La recensione di Stefano Bonazzi – 05/12/2020
Sterzate di vita tra i vicoli di Bologna
“In un paio d’anni la mia vita è cambiata radicalmente. Non mi è mai neppure sfiorata l’idea di poter diventare padre e ora invece siamo in attesa del terzo figlio!”
Angelo me l’ha confessato al telefono, mentre mi parlava del suo libro d’esordio. La scintilla, l’esigenza da cui tutto è iniziato sta proprio lì, in quella parola di sole quattro lettere che però racchiude al suo interno un mondo, se non tutto, il mondo: “vita”.
Quanto si è già scritto e quanto ancora si scriverà su di lei eppure penso che non ci stancheremo mai di leggere storie di vita, specie se si tratta di vite autentiche, credibili, specie se le suddette storie sono raccontate con gentilezza, umiltà, come in questo libro.
Lo confesso, mi ero approcciato a queste pagine pervaso da una sotterranea diffidenza: quanti esordi trattano tematiche simili, quanti autori hanno la supponenza di pensare che la loro vita sia diversa da tutte le altre. La migliore, la più interessante, una vita che contenga all’interno l’elemento distintivo in grado di fargli scavalcare anni e anni di letteratura. Anche l’incipit di questo Le chiavi di casa (Pendragon, 2020) non ha nulla di diverso da migliaia di altri romanzi usciti e caduti nel dimenticatoio delle letture distratte: Luca Nanni, un trentenne in viaggio verso la paternità, proprio lui che di viaggi è sempre stato un maniaco, che ha fatto della fuga altrove una via d’uscita ai problemi del quotidiano, ora si trova a fare i conti con una figlia in arrivo dalla sua compagna Giulia.

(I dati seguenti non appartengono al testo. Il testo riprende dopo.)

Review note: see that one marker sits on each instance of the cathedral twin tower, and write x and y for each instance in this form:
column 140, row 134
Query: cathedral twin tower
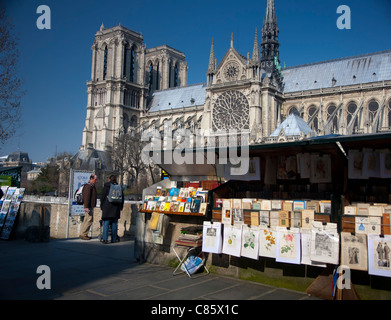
column 136, row 88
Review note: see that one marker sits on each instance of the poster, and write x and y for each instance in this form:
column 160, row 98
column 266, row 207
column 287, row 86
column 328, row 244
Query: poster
column 212, row 237
column 250, row 242
column 324, row 243
column 306, row 249
column 9, row 210
column 288, row 245
column 267, row 242
column 232, row 240
column 354, row 251
column 379, row 255
column 79, row 178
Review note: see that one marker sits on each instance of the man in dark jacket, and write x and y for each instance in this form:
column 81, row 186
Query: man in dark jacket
column 111, row 211
column 89, row 196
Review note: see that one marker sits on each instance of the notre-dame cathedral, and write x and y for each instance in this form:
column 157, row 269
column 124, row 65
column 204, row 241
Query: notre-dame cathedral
column 133, row 87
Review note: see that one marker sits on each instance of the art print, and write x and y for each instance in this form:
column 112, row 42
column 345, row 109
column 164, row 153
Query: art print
column 355, row 164
column 354, row 251
column 320, row 169
column 306, row 249
column 288, row 246
column 287, row 167
column 379, row 249
column 212, row 237
column 232, row 240
column 267, row 242
column 324, row 245
column 250, row 243
column 385, row 163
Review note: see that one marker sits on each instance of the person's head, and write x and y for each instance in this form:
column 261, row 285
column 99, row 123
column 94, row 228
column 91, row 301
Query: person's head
column 93, row 178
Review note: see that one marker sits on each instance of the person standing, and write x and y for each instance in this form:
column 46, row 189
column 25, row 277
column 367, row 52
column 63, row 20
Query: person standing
column 89, row 195
column 111, row 211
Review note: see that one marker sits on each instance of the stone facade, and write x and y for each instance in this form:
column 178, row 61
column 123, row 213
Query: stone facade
column 135, row 88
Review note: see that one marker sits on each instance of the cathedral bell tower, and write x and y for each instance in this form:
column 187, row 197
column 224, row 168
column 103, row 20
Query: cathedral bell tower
column 270, row 61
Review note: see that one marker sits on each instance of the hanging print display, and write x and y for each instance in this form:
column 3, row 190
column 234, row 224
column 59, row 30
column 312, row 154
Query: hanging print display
column 211, row 237
column 379, row 251
column 288, row 245
column 232, row 240
column 250, row 242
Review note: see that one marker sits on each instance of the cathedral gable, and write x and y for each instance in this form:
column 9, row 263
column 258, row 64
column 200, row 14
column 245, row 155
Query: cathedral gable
column 231, row 68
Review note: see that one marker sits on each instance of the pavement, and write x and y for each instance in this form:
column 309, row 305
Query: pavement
column 75, row 269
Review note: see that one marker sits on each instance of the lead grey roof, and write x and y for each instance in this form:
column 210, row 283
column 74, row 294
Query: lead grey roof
column 180, row 97
column 292, row 126
column 346, row 71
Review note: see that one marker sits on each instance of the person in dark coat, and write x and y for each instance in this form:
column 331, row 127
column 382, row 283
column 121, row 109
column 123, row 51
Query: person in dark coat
column 111, row 212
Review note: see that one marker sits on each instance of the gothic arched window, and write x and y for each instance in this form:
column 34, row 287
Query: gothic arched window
column 293, row 110
column 150, row 79
column 352, row 108
column 315, row 122
column 176, row 76
column 125, row 122
column 131, row 66
column 389, row 116
column 373, row 106
column 133, row 121
column 105, row 63
column 334, row 125
column 157, row 76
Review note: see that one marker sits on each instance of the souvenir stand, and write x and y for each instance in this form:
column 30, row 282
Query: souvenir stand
column 169, row 225
column 291, row 211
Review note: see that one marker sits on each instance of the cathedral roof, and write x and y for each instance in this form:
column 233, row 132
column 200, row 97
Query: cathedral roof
column 179, row 97
column 294, row 125
column 354, row 70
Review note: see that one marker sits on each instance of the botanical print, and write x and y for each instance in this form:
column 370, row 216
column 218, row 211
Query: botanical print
column 354, row 251
column 379, row 253
column 250, row 243
column 325, row 245
column 211, row 239
column 232, row 240
column 267, row 242
column 306, row 249
column 288, row 246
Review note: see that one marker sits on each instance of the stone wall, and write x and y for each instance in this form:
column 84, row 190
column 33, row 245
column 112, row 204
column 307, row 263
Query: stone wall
column 42, row 219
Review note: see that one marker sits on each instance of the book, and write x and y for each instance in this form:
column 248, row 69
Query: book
column 264, row 220
column 313, row 205
column 386, row 223
column 254, row 218
column 296, row 221
column 325, row 206
column 195, row 205
column 287, row 205
column 276, row 205
column 283, row 218
column 274, row 218
column 349, row 210
column 266, row 205
column 203, row 208
column 376, row 211
column 363, row 209
column 307, row 216
column 298, row 205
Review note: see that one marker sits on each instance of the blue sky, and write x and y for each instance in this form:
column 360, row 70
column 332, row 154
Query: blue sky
column 55, row 64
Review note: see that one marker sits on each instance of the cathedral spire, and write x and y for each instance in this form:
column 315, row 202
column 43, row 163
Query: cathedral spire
column 255, row 56
column 269, row 45
column 212, row 60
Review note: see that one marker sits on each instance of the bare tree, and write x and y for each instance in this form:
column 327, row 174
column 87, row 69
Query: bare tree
column 127, row 158
column 10, row 84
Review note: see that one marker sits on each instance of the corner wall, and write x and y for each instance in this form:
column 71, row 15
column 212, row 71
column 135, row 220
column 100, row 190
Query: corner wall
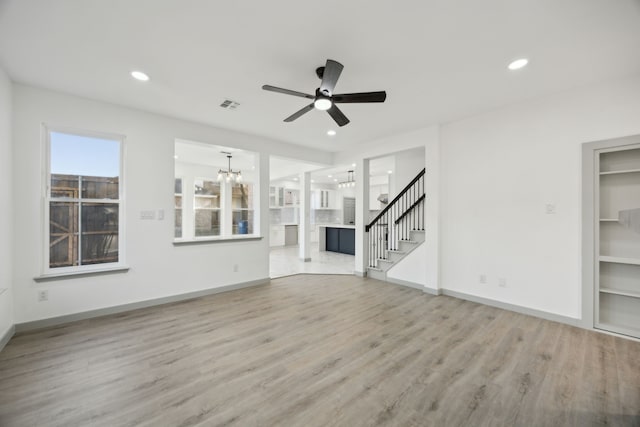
column 6, row 214
column 500, row 170
column 158, row 269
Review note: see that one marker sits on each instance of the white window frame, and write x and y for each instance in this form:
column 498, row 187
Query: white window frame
column 182, row 207
column 46, row 200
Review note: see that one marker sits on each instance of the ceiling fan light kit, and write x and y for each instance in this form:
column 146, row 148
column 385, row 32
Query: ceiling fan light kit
column 324, row 99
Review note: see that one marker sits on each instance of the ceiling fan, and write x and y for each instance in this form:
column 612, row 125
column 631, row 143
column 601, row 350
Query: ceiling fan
column 324, row 98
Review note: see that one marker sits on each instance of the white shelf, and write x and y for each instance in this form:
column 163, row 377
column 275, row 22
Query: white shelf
column 619, row 260
column 623, row 293
column 621, row 171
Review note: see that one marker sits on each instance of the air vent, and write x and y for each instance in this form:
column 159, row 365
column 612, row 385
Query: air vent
column 229, row 104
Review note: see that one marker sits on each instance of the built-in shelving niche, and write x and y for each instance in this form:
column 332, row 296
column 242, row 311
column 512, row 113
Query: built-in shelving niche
column 617, row 290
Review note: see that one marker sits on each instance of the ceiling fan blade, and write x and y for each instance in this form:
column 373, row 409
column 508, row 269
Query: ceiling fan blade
column 330, row 76
column 287, row 91
column 360, row 97
column 299, row 113
column 338, row 116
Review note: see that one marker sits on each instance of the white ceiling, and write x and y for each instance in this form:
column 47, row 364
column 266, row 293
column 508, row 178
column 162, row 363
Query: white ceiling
column 213, row 155
column 438, row 60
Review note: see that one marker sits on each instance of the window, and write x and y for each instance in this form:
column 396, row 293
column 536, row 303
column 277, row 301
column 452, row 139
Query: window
column 178, row 208
column 84, row 204
column 242, row 208
column 206, row 207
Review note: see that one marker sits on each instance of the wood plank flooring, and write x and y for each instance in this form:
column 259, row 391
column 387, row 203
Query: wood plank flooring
column 319, row 351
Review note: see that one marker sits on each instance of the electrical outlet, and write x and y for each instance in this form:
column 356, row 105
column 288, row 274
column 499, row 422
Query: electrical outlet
column 147, row 214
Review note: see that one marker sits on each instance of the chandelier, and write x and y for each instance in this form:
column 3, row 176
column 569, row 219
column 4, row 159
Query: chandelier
column 229, row 175
column 350, row 182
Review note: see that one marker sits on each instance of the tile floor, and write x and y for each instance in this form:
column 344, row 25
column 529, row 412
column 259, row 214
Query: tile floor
column 284, row 261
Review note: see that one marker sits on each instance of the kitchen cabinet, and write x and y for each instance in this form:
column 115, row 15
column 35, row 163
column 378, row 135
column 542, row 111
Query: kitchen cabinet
column 341, row 240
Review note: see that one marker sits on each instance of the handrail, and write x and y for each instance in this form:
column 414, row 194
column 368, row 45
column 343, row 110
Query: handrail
column 405, row 213
column 420, row 174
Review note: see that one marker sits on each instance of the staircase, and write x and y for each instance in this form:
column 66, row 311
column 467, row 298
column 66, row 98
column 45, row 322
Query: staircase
column 397, row 230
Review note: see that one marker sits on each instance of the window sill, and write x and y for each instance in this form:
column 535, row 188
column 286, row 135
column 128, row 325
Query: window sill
column 83, row 273
column 184, row 242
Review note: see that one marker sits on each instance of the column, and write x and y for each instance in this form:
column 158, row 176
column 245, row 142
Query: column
column 362, row 217
column 304, row 237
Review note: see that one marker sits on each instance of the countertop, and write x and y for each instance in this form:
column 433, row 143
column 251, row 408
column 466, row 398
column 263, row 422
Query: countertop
column 337, row 225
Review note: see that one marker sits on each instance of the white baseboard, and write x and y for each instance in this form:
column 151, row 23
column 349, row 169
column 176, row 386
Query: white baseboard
column 37, row 324
column 516, row 308
column 4, row 339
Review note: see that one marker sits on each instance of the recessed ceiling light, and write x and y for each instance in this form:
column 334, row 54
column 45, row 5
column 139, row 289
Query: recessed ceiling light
column 518, row 63
column 139, row 75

E noi lo incontriamo proprio lì, in attesa di sapere il sesso della neonata, poco prima di incappare in Linda, una ragazza misteriosa che durante un incontro/scontro notturno e inaspettato darà una svolta drastica alla routine di Luca deragliando il protagonista su strade sconosciute, al cospetto di nuovi personaggi tra cui Lorenzo, un saggio liutaio dalle aspirazioni filosofiche che, proprio come nel classico archetipo del Viaggio dell’Eroe, porterà Luca a un nuovo grado di consapevolezza e accettazione. Tutto questo però, non prima di aver superato parecchi imprevisti, lungo pagine intrise da una sottile e arguta ironia, all’interno di una Bologna riconoscibile e vibrante. Sì, perché, a differenza di quanto ci si potrebbe aspettare da una prevedibile partenza, il romanzo di Angelo, proprio come la Vespa del suo protagonista, ha la capacità di carburare lungo il tragitto, partendo da una zona di comfort ma guadagnando terreno e fiducia nel lettore verso una piega del tutto inaspettata degli eventi.
Attraverso flashback e riflessioni Luca ci prenderà per mano e ci accompagnerà in una città intrisa di ricordi e reminiscenze di una gioventù da cui il protagonista non può e non vuole ancora staccarsi. Perché la vita può essere altro. L’avventura può diventare routine, le sorprese possono trasformarsi in scadenze, compiti, incombenti e ingestibili responsabilità. La magia può finire, i colori dissolversi, la paura prendere il sopravvento ed è proprio in questo territorio di incertezze che lo scrittore ci vuole portare. Per metterci davanti ai nostri demoni, per costringerci ad attraversare il sipario e farci capire che, forse, anche quando la magia si è dissolta, con la giusta dose di leggerezza e maturità, quello che si nasconde dietro il palcoscenico può essere altrettanto sopportabile.
“Non date nulla per scontato, non smettete di meravigliarvi”, questo sembra volerci dire Angelo Marino, lungo questo centinaio di pagine scritte con un tono umile, sincero ma privo di inutili tecnicismi di cui spesso sono intrise le opere d’esordio.
Le chiavi di casa è un romanzo onesto, una storia semplice ma scritta con rispetto, un’opera che è prima di tutto un inno alla vita e alle sue molteplici, a volte magiche, a volte semplicemente “normali”, ma non per questo meno affascinanti, sfaccettature.